The video I had uploaded was five minutes long, with the title, “THANK YOU!” The video on my screen now was sixteen minutes long, and its title was just a time stamp. I went back to the previous page and saw that the real video was indeed on my channel, but this anomaly had been uploaded since then. Curious to see what it was, I clicked on the video and began to watch. My screen showed a girl busily typing away at a computer: me. Nothing happened for the entire duration of the video, and it ended abruptly and without explanation. I realized I must have left my camera running while I was editing “THANK YOU!” and somehow uploaded the junk footage with the intended video. After posting a comment apologizing for my mistake, I grabbed my textbooks and went to school for the day. I would delete the video when I had time that evening.

When I got home, I spent the next few hours finishing my homework and tidying my room. I ate a quick supper cobbled together from random stuff in the fridge, and got right back to work on my channel. I glared with frustration at the screen when I found that another unwanted video had been uploaded. This one was just over three hours long. It began with me lying on the floor, flipping through a textbook. Later, it showed me walking around my room, reorganizing my bookshelf and picking up the clothes I had worn yesterday. Near the end of the video, I walked out of the room, probably to get some supper.

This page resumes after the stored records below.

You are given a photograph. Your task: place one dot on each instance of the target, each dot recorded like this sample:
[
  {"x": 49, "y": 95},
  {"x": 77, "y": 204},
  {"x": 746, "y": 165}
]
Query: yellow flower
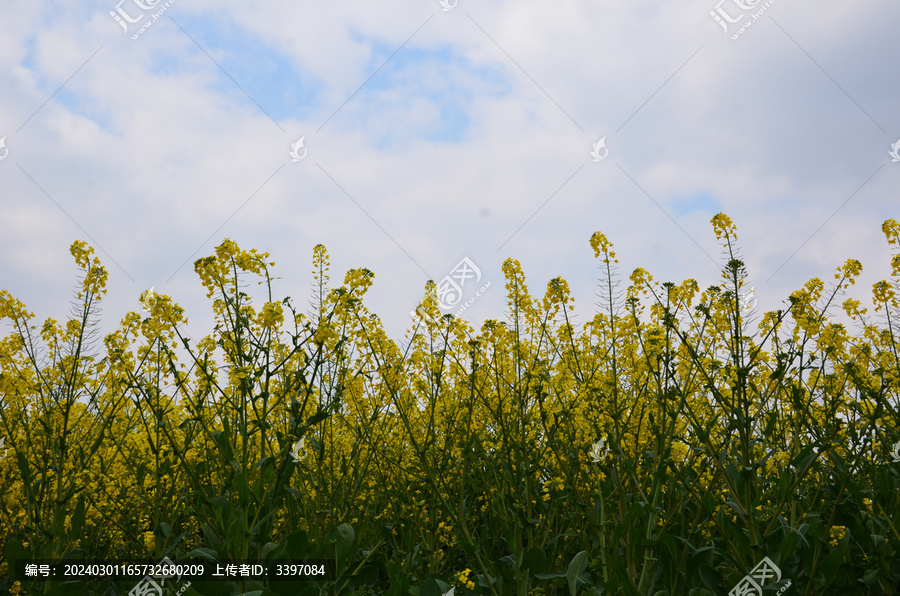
[{"x": 837, "y": 534}]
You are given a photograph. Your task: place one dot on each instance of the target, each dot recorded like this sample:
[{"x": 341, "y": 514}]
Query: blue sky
[{"x": 434, "y": 136}]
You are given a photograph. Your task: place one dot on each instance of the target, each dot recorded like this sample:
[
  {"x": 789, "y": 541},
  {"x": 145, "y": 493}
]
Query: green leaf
[
  {"x": 711, "y": 578},
  {"x": 430, "y": 588},
  {"x": 203, "y": 553},
  {"x": 535, "y": 560},
  {"x": 578, "y": 564},
  {"x": 78, "y": 517}
]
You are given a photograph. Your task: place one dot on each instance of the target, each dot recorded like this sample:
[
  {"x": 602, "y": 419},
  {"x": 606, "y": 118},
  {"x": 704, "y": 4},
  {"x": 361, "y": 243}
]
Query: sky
[{"x": 427, "y": 139}]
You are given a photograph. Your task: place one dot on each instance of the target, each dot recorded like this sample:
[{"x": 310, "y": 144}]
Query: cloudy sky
[{"x": 433, "y": 132}]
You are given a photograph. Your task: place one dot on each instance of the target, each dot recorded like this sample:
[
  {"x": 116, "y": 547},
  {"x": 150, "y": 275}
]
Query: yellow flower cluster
[{"x": 463, "y": 578}]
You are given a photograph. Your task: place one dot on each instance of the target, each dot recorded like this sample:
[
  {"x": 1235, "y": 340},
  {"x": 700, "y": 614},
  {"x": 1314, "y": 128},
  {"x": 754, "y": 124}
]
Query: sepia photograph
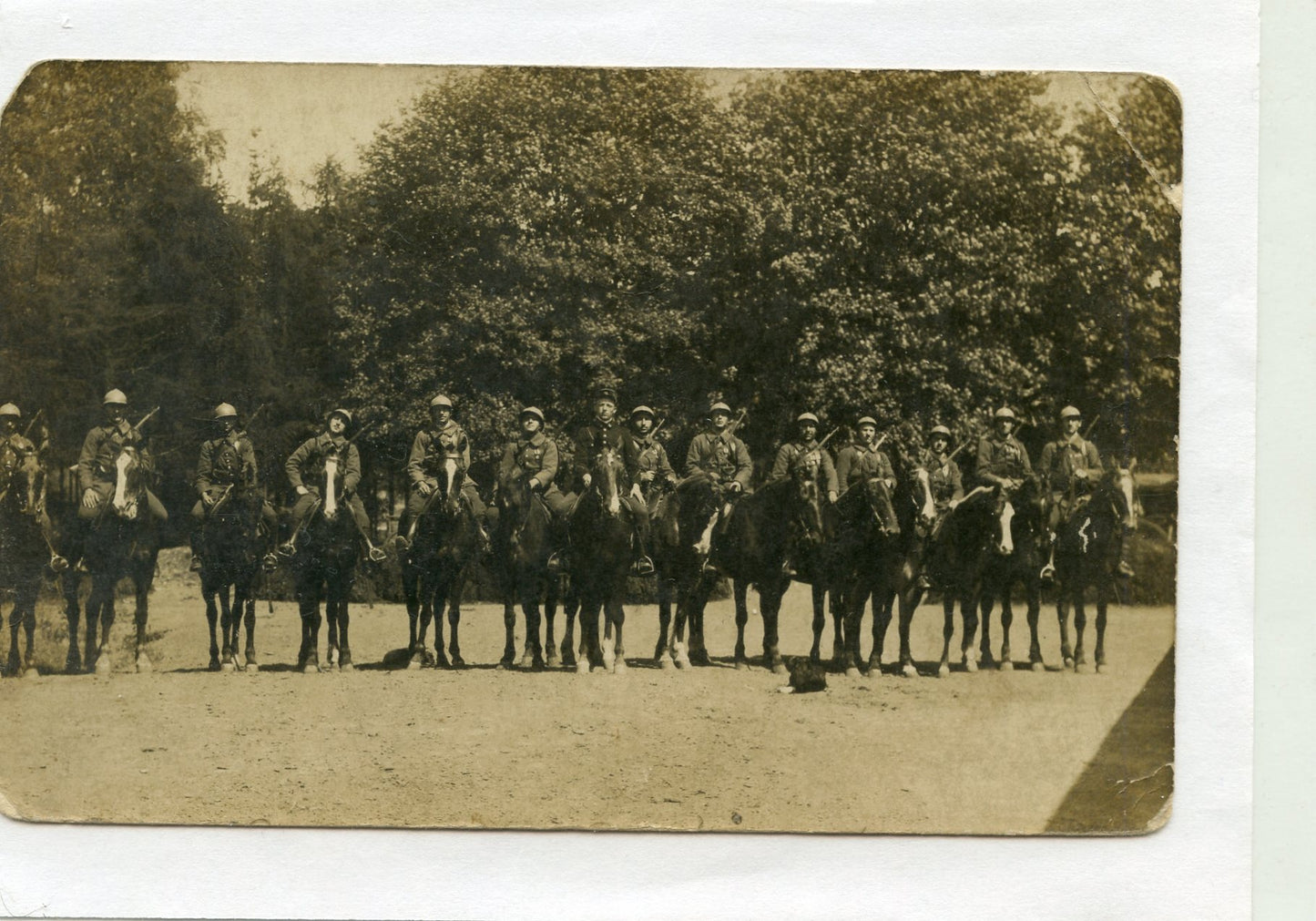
[{"x": 578, "y": 447}]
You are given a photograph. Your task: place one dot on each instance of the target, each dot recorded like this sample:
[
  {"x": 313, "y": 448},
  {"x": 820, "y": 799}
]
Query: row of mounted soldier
[{"x": 815, "y": 520}]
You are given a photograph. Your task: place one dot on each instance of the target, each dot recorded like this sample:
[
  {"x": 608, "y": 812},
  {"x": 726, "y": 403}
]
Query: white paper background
[{"x": 1195, "y": 867}]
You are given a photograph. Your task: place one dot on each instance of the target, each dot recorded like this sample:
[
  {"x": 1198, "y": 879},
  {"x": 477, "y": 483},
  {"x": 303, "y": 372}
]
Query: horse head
[
  {"x": 604, "y": 474},
  {"x": 130, "y": 474}
]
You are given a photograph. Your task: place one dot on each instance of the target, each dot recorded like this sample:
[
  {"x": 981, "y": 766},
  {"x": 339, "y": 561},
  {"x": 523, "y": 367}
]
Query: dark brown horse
[
  {"x": 434, "y": 568},
  {"x": 26, "y": 556},
  {"x": 1087, "y": 553},
  {"x": 232, "y": 554},
  {"x": 600, "y": 545},
  {"x": 121, "y": 541}
]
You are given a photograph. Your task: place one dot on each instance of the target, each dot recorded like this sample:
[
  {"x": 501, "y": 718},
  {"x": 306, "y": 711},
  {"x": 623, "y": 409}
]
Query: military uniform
[
  {"x": 861, "y": 461},
  {"x": 1059, "y": 465},
  {"x": 1000, "y": 458},
  {"x": 431, "y": 450},
  {"x": 792, "y": 450},
  {"x": 721, "y": 456},
  {"x": 97, "y": 467},
  {"x": 537, "y": 458},
  {"x": 308, "y": 462}
]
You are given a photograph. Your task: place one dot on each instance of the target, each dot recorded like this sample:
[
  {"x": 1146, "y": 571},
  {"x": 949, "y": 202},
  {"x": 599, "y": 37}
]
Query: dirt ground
[{"x": 709, "y": 748}]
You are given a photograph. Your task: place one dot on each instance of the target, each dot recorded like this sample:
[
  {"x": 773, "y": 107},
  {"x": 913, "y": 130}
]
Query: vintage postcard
[{"x": 562, "y": 447}]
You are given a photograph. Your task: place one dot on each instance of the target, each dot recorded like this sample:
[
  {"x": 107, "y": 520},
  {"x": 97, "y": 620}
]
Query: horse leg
[
  {"x": 986, "y": 603},
  {"x": 1007, "y": 618},
  {"x": 1102, "y": 601},
  {"x": 73, "y": 615},
  {"x": 533, "y": 654},
  {"x": 550, "y": 613},
  {"x": 969, "y": 613},
  {"x": 212, "y": 618},
  {"x": 662, "y": 658},
  {"x": 948, "y": 630}
]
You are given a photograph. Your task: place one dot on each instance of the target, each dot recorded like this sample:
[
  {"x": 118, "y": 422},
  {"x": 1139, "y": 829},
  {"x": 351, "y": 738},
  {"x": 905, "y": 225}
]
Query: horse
[
  {"x": 23, "y": 550},
  {"x": 324, "y": 566},
  {"x": 121, "y": 541},
  {"x": 232, "y": 557},
  {"x": 1015, "y": 558},
  {"x": 445, "y": 542},
  {"x": 523, "y": 542},
  {"x": 600, "y": 533},
  {"x": 1087, "y": 553},
  {"x": 756, "y": 544},
  {"x": 869, "y": 559}
]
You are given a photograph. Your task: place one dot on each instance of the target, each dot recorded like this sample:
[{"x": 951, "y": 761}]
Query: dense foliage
[{"x": 916, "y": 245}]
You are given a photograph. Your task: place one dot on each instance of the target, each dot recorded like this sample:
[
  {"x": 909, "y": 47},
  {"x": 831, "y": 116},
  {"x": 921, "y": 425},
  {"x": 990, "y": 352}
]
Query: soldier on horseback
[
  {"x": 99, "y": 453},
  {"x": 1002, "y": 458},
  {"x": 719, "y": 456},
  {"x": 803, "y": 449},
  {"x": 863, "y": 458},
  {"x": 227, "y": 462},
  {"x": 308, "y": 462},
  {"x": 654, "y": 467},
  {"x": 432, "y": 447},
  {"x": 944, "y": 482},
  {"x": 607, "y": 429}
]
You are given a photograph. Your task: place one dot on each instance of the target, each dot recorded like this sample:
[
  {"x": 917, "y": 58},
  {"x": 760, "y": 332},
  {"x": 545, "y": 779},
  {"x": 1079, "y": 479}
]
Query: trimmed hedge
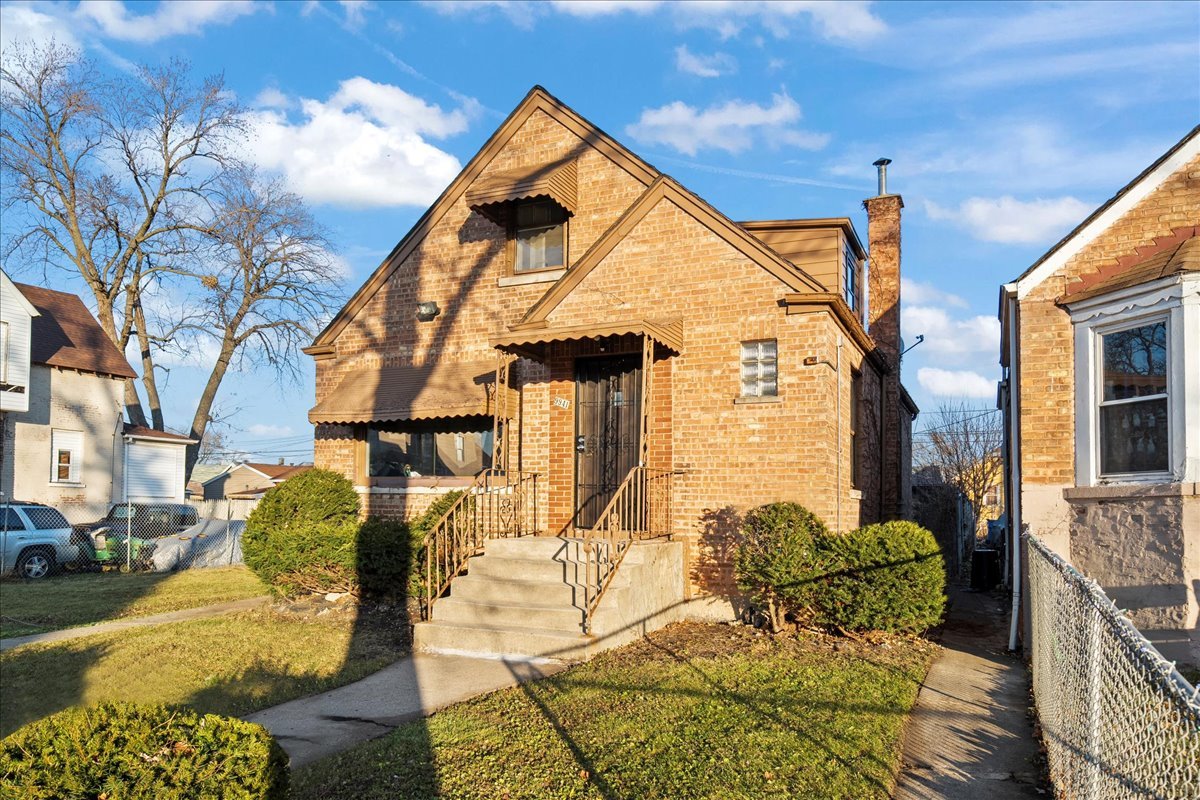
[
  {"x": 885, "y": 577},
  {"x": 777, "y": 560},
  {"x": 142, "y": 752}
]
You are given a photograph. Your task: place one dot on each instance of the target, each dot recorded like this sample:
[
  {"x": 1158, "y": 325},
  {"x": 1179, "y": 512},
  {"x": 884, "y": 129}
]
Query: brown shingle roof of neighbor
[
  {"x": 277, "y": 471},
  {"x": 142, "y": 432},
  {"x": 556, "y": 180},
  {"x": 66, "y": 335},
  {"x": 391, "y": 394},
  {"x": 1183, "y": 257}
]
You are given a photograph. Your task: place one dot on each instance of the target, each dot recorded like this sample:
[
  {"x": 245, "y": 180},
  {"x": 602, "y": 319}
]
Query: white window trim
[
  {"x": 75, "y": 475},
  {"x": 1177, "y": 301}
]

What was going on with my computer? I had not even touched it since this morning. I had to do something about that camera, or it would only have been a matter of time before a video was posted of me changing my clothes or drying off after a shower. I delved into the innards of my laptop, trying to find the cancerous bit of code responsible for those accidental videos. I must have gone through every program and file three times over, but everything seemed to be in order. I gave up around midnight. I had a class at 8:30 the next morning, and I needed sleep. I put a sheet of paper in front of my camera so that, even if it did upload another video, my viewers would not see anything I did not want them to see. Exhausted, I turned off the lights and went to sleep.

I checked my channel before school the next morning. For some reason, it was exploding with activity. Every time I clicked the refresh button, the latest upload on my channel had a hundred new views. But how could a six-hour video with a solid black thumbnail and a time stamp for a title be so popular? I started the video, but nothing appeared to be happening. I looked in the comments for an explanation:

“Have you lost it? Why would you post this?”

“What happened to the old videos? Is this some kind of joke?”

“I don’t know what’s going on…”

(Reply) “Do you see it?”

(Reply) “See what?”

(Reply) “30:18. Watch closely.”

I skipped half an hour into the video, staring hard at the seemingly dead screen. Suddenly, it looked like something was moving. It was a hardly visible black-on-black shift that only lasted a few seconds, but when it was over, I could recognize the faint outlines in the darkness. It was my room, and the movement had been me, shifting in my sleep. How could the camera have seen this? Was the paper I had put in front of it not thick enough?

When the Chloe in the video shifted again, I froze. The camera angle in this video was different from the others. My bed could not be seen from my camera. This video had been taken from my bedroom window.